Recently I was giving @trochee a tour of a project he’s been hired to work on. It’s a Hadoop pipeline that does very sophisticated things with gargantuan amounts of data. @trochee hasn’t used Hadoop before, but he is an experienced enough programmer to know how to make an asset out of ignorance, so at one point he stopped me and said, “That step looks interesting. How can I download a couple of the data files it is using to my laptop so that I can write Python scripts to analyze them?” I kind of looked at him and started sputtering about sequence files and serialization formats and, well, there’s this one tools that dumps them to the screen which is kinda messy but if you pipe it into grep…Turns out you can do it, but it isn’t easy, and it should be, and there’s no excuse for this.
There are any number of lessons to be drawn here. One is certainly: developers remember, no matter how bruising it may be to your ego in the moment, Rude Q&A Is Your Friend and should always happen earlier and more often. A more specific lesson is this: MapReduce is a scalability tool, not a programming language. Pace Jimmy Lin, Chris Dyer, and Graeme Hirst, who claim in their book that MapReduce is a paradigm on par with, say, functional programming or object orientation, it does only one thing: it scales. It does so in a way that leverages concepts from functional programming to make its strategy clear, and a well-crafted framework will mostly stay out of your way, but ultimately it’s just a technique for taking some operation you might perform thousands of times and letting you perform it billions of times instead.
Billions is good. These days doing something a billion times is often where the action is. But in the course of getting to billions you must not lose your ability to do thousands. Or hundreds. Or two. Scalability may be a necessary means for attaining a business or scientific goal, but it is never the goal itself. If your bakery can turn out a hundred cherry pies a day that’s great, but if I ask you for a single slice of cherry pie don’t just give me a dumb look.
In exchange for Hadoop’s scalability you pay a complexity price. As as with many areas of programming once you get good at paying the price (in Hadoop’s case: banging out job setup boilerplate, combiners, raw Writable comparators, etc.) you forget that it is a price, something that in a perfect world wouldn’t exist.

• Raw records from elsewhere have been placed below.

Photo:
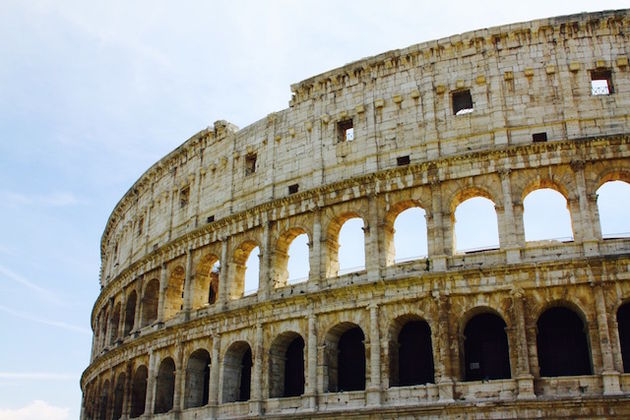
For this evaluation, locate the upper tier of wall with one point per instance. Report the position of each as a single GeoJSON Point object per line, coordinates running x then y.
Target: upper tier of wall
{"type": "Point", "coordinates": [523, 79]}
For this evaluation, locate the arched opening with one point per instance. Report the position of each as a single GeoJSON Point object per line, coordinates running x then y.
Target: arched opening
{"type": "Point", "coordinates": [562, 344]}
{"type": "Point", "coordinates": [174, 295]}
{"type": "Point", "coordinates": [197, 379]}
{"type": "Point", "coordinates": [345, 358]}
{"type": "Point", "coordinates": [410, 235]}
{"type": "Point", "coordinates": [237, 371]}
{"type": "Point", "coordinates": [351, 243]}
{"type": "Point", "coordinates": [150, 302]}
{"type": "Point", "coordinates": [115, 321]}
{"type": "Point", "coordinates": [546, 216]}
{"type": "Point", "coordinates": [130, 312]}
{"type": "Point", "coordinates": [138, 392]}
{"type": "Point", "coordinates": [165, 386]}
{"type": "Point", "coordinates": [245, 267]}
{"type": "Point", "coordinates": [119, 393]}
{"type": "Point", "coordinates": [613, 202]}
{"type": "Point", "coordinates": [486, 350]}
{"type": "Point", "coordinates": [286, 366]}
{"type": "Point", "coordinates": [623, 324]}
{"type": "Point", "coordinates": [206, 284]}
{"type": "Point", "coordinates": [103, 400]}
{"type": "Point", "coordinates": [476, 227]}
{"type": "Point", "coordinates": [411, 353]}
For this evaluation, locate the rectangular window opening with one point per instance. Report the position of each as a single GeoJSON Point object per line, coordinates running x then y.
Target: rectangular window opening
{"type": "Point", "coordinates": [345, 131]}
{"type": "Point", "coordinates": [601, 82]}
{"type": "Point", "coordinates": [403, 160]}
{"type": "Point", "coordinates": [539, 137]}
{"type": "Point", "coordinates": [250, 164]}
{"type": "Point", "coordinates": [184, 194]}
{"type": "Point", "coordinates": [462, 102]}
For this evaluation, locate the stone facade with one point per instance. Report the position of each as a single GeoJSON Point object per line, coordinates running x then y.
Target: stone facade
{"type": "Point", "coordinates": [496, 113]}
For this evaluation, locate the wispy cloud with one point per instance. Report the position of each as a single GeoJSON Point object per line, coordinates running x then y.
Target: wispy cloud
{"type": "Point", "coordinates": [45, 293]}
{"type": "Point", "coordinates": [36, 410]}
{"type": "Point", "coordinates": [52, 323]}
{"type": "Point", "coordinates": [53, 199]}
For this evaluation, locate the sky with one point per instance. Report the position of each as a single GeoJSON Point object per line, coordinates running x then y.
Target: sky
{"type": "Point", "coordinates": [93, 93]}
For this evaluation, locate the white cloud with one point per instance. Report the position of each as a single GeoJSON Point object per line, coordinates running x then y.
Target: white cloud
{"type": "Point", "coordinates": [36, 410]}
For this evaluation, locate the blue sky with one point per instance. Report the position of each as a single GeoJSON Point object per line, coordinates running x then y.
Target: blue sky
{"type": "Point", "coordinates": [93, 93]}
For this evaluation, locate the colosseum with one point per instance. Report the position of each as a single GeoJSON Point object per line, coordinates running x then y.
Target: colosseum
{"type": "Point", "coordinates": [524, 328]}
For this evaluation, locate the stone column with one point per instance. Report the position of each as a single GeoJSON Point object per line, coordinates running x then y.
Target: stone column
{"type": "Point", "coordinates": [311, 363]}
{"type": "Point", "coordinates": [437, 249]}
{"type": "Point", "coordinates": [523, 375]}
{"type": "Point", "coordinates": [373, 396]}
{"type": "Point", "coordinates": [443, 368]}
{"type": "Point", "coordinates": [255, 403]}
{"type": "Point", "coordinates": [223, 297]}
{"type": "Point", "coordinates": [213, 387]}
{"type": "Point", "coordinates": [188, 279]}
{"type": "Point", "coordinates": [162, 298]}
{"type": "Point", "coordinates": [610, 376]}
{"type": "Point", "coordinates": [372, 251]}
{"type": "Point", "coordinates": [508, 225]}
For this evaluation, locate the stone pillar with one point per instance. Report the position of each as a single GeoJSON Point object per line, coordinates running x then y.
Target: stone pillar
{"type": "Point", "coordinates": [443, 368]}
{"type": "Point", "coordinates": [524, 377]}
{"type": "Point", "coordinates": [255, 403]}
{"type": "Point", "coordinates": [311, 363]}
{"type": "Point", "coordinates": [610, 376]}
{"type": "Point", "coordinates": [223, 297]}
{"type": "Point", "coordinates": [264, 275]}
{"type": "Point", "coordinates": [438, 251]}
{"type": "Point", "coordinates": [373, 396]}
{"type": "Point", "coordinates": [162, 298]}
{"type": "Point", "coordinates": [315, 257]}
{"type": "Point", "coordinates": [213, 387]}
{"type": "Point", "coordinates": [372, 251]}
{"type": "Point", "coordinates": [151, 377]}
{"type": "Point", "coordinates": [188, 279]}
{"type": "Point", "coordinates": [507, 224]}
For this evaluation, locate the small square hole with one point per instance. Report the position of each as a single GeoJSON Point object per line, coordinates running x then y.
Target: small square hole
{"type": "Point", "coordinates": [345, 131]}
{"type": "Point", "coordinates": [462, 102]}
{"type": "Point", "coordinates": [403, 160]}
{"type": "Point", "coordinates": [601, 82]}
{"type": "Point", "coordinates": [539, 137]}
{"type": "Point", "coordinates": [250, 164]}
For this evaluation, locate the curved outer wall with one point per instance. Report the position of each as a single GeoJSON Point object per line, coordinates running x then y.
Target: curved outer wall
{"type": "Point", "coordinates": [202, 203]}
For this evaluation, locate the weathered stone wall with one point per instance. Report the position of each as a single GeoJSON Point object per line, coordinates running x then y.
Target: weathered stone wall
{"type": "Point", "coordinates": [204, 203]}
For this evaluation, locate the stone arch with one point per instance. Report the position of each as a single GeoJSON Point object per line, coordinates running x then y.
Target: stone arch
{"type": "Point", "coordinates": [150, 302]}
{"type": "Point", "coordinates": [165, 386]}
{"type": "Point", "coordinates": [281, 255]}
{"type": "Point", "coordinates": [197, 379]}
{"type": "Point", "coordinates": [410, 351]}
{"type": "Point", "coordinates": [130, 312]}
{"type": "Point", "coordinates": [486, 349]}
{"type": "Point", "coordinates": [205, 288]}
{"type": "Point", "coordinates": [563, 341]}
{"type": "Point", "coordinates": [174, 294]}
{"type": "Point", "coordinates": [239, 265]}
{"type": "Point", "coordinates": [119, 396]}
{"type": "Point", "coordinates": [345, 358]}
{"type": "Point", "coordinates": [114, 323]}
{"type": "Point", "coordinates": [332, 240]}
{"type": "Point", "coordinates": [138, 392]}
{"type": "Point", "coordinates": [286, 365]}
{"type": "Point", "coordinates": [490, 238]}
{"type": "Point", "coordinates": [390, 232]}
{"type": "Point", "coordinates": [237, 372]}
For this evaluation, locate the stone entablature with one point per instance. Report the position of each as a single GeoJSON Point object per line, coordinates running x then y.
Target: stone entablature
{"type": "Point", "coordinates": [534, 124]}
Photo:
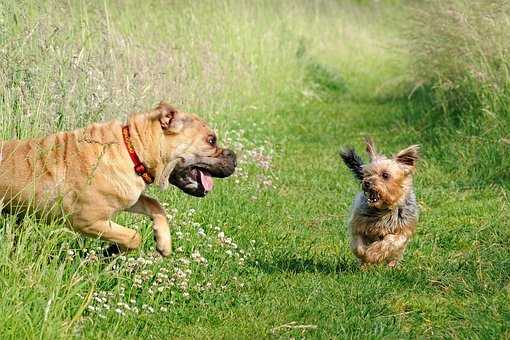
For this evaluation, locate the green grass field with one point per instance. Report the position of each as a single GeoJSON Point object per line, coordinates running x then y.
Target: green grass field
{"type": "Point", "coordinates": [266, 254]}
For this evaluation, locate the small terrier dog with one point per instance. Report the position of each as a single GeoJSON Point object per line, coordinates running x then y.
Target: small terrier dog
{"type": "Point", "coordinates": [385, 213]}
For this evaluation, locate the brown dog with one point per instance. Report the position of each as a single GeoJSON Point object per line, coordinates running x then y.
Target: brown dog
{"type": "Point", "coordinates": [92, 173]}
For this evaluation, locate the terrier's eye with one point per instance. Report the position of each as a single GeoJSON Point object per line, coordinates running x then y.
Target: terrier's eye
{"type": "Point", "coordinates": [211, 140]}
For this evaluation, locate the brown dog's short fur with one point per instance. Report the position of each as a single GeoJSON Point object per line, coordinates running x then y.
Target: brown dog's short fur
{"type": "Point", "coordinates": [87, 174]}
{"type": "Point", "coordinates": [385, 213]}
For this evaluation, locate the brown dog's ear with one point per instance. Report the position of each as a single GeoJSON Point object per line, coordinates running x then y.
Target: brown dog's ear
{"type": "Point", "coordinates": [408, 156]}
{"type": "Point", "coordinates": [372, 153]}
{"type": "Point", "coordinates": [168, 117]}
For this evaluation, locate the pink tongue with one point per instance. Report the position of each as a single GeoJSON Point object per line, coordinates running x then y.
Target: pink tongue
{"type": "Point", "coordinates": [207, 181]}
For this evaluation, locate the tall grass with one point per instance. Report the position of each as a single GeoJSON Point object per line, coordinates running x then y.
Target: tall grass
{"type": "Point", "coordinates": [461, 55]}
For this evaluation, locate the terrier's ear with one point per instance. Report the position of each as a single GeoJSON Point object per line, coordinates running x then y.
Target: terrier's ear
{"type": "Point", "coordinates": [372, 153]}
{"type": "Point", "coordinates": [168, 118]}
{"type": "Point", "coordinates": [408, 156]}
{"type": "Point", "coordinates": [353, 162]}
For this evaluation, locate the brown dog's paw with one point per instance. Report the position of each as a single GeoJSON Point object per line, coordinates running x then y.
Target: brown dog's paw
{"type": "Point", "coordinates": [164, 250]}
{"type": "Point", "coordinates": [392, 264]}
{"type": "Point", "coordinates": [112, 250]}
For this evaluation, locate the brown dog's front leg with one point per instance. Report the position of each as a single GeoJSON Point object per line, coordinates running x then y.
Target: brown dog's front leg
{"type": "Point", "coordinates": [150, 207]}
{"type": "Point", "coordinates": [388, 249]}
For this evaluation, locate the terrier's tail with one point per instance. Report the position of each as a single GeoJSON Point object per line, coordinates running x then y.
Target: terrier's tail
{"type": "Point", "coordinates": [353, 162]}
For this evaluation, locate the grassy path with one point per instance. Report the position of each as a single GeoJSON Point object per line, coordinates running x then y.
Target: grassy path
{"type": "Point", "coordinates": [266, 253]}
{"type": "Point", "coordinates": [453, 281]}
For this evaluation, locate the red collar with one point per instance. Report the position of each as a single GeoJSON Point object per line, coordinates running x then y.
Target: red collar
{"type": "Point", "coordinates": [139, 168]}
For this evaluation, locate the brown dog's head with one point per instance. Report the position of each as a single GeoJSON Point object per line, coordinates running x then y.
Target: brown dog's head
{"type": "Point", "coordinates": [385, 181]}
{"type": "Point", "coordinates": [195, 153]}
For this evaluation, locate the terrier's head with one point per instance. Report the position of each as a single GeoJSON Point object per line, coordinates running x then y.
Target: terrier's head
{"type": "Point", "coordinates": [385, 181]}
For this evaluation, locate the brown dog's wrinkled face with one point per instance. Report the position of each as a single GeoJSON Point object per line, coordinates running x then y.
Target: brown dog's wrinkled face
{"type": "Point", "coordinates": [199, 157]}
{"type": "Point", "coordinates": [386, 181]}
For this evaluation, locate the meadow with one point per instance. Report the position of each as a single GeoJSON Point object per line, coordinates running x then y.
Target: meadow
{"type": "Point", "coordinates": [285, 84]}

Stockholm Syndrome is an occupational hazard. The following are reminders I use to help me see the bars of the MapReduce cage.
- Factor your algorithm out of your Hadoop code…Write your task’s logic in Java classes that can be run on the command line or in a unit test outside of Hadoop. Strive to make your actual map and reduce jobs generic wrappers for these classes. Also: call your mother, get a full night’s sleep, and make sure to drink eight ounces of water a day. Of course anyone who’s not a total greenhorn is going to factor like this. The problem is that it’s easier said than done. If your mapper function consists of two lines of code, this factorization can turn into distracting boilerplate. Should your core algorithm’s data types be Writable? Probably not, but then you need to derive Writable subclasses, which can get cluttered if you have to do it too often.The truth is, your algorithm may not naturally break up into map and reduce steps. In a draft of a paper I’m working on I present two pieces of pseudocode for the same algorithm, one a recursive function that gets the idea across and the other the MapReduce implementation I actually run. Shoehorning may be the price of scale, but you at least must be aware of the tradeoff when you’re making it.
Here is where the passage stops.